Abese Sûresi 10. Ayet

فَاَنْتَ عَنْهُ تَلَهّٰىۚ  ...

Allah’a karşı derin bir saygıyla korku içinde koşarak sana geleni ise bırakıp, ona aldırmıyorsun.  (8 - 10. Ayetler Meali)
 
Sıra Kelime Anlamı Kökü
1 فَأَنْتَ sen
2 عَنْهُ onunla
3 تَلَهَّىٰ ilgilenmiyorsun ل ه و
 

Hz. Peygamber putperest önderlerin ikna edilmesi halinde onları izleyen halkın İslâm’ı daha kolay benimseyecekleri düşüncesiyle onlarla da meşgul oluyordu.
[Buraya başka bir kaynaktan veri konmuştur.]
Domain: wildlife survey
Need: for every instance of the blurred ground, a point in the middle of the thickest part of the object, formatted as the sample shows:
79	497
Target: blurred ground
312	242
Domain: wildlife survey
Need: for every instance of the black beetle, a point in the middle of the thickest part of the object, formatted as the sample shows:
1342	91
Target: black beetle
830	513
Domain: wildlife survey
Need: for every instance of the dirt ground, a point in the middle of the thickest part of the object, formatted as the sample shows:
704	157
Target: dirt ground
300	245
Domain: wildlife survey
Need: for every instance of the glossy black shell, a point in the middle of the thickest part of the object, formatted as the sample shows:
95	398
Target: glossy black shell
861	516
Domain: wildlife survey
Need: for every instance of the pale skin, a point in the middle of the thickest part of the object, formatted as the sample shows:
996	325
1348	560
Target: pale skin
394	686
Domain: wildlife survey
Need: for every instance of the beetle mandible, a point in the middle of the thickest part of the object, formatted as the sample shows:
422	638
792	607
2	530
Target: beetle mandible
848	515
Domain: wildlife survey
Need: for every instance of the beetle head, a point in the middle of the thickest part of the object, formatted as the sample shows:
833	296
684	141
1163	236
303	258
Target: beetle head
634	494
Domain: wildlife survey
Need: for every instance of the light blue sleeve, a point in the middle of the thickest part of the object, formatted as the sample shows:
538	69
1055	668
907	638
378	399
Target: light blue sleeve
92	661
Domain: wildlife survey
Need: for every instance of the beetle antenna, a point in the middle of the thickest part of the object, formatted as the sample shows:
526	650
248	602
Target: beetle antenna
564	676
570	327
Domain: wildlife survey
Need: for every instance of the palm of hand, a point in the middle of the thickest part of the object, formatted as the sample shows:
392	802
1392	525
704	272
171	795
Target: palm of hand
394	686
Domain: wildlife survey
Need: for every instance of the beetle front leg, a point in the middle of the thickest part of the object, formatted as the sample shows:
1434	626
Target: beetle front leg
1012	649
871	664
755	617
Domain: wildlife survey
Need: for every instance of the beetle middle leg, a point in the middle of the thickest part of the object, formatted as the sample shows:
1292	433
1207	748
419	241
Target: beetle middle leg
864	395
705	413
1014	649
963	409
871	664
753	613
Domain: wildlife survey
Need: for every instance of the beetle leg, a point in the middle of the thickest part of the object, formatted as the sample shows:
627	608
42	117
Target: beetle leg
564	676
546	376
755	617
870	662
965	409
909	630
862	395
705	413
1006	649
Böyle biriyle yaptığı görüşmenin ortasında yanlarına gelen görme engelli sahâbî Abdullah İbn Ümmü Mektûm’un kendisine yönelttiği sorudan rahatsız olarak yüzünü ekşitmiş, ona cevap vermemişti. Bunun üzerine Allah Teâlâ, resulünü âyetlerdeki sitemli ifadelerle uyardı. Bundan etkilenen Hz. Peygamber’in, daha sonra zaman zaman Abdullah’ı gördüğünde, “Kendisinden dolayı rabbimin beni azarladığı şahsa merhaba!” diyerek ona iltifatta bulunduğu rivayet edilir (Hattâbî, Me‘âlimü’s-Sünen, III, 3; Sa‘lebî, el-Keşf ve’l-Beyân, X, 131; Begavî, Tefsîru’l-Beğavî, V, 210). Bu vb. bazı iltifatlarının yanında, sefere çıktığında iki defa yerine Medine’de kalanlara namaz kıldırmak üzere Abdullah’ı görevlendirdiği de rivayet edilmiştir (Zemahşerî, IV, 217).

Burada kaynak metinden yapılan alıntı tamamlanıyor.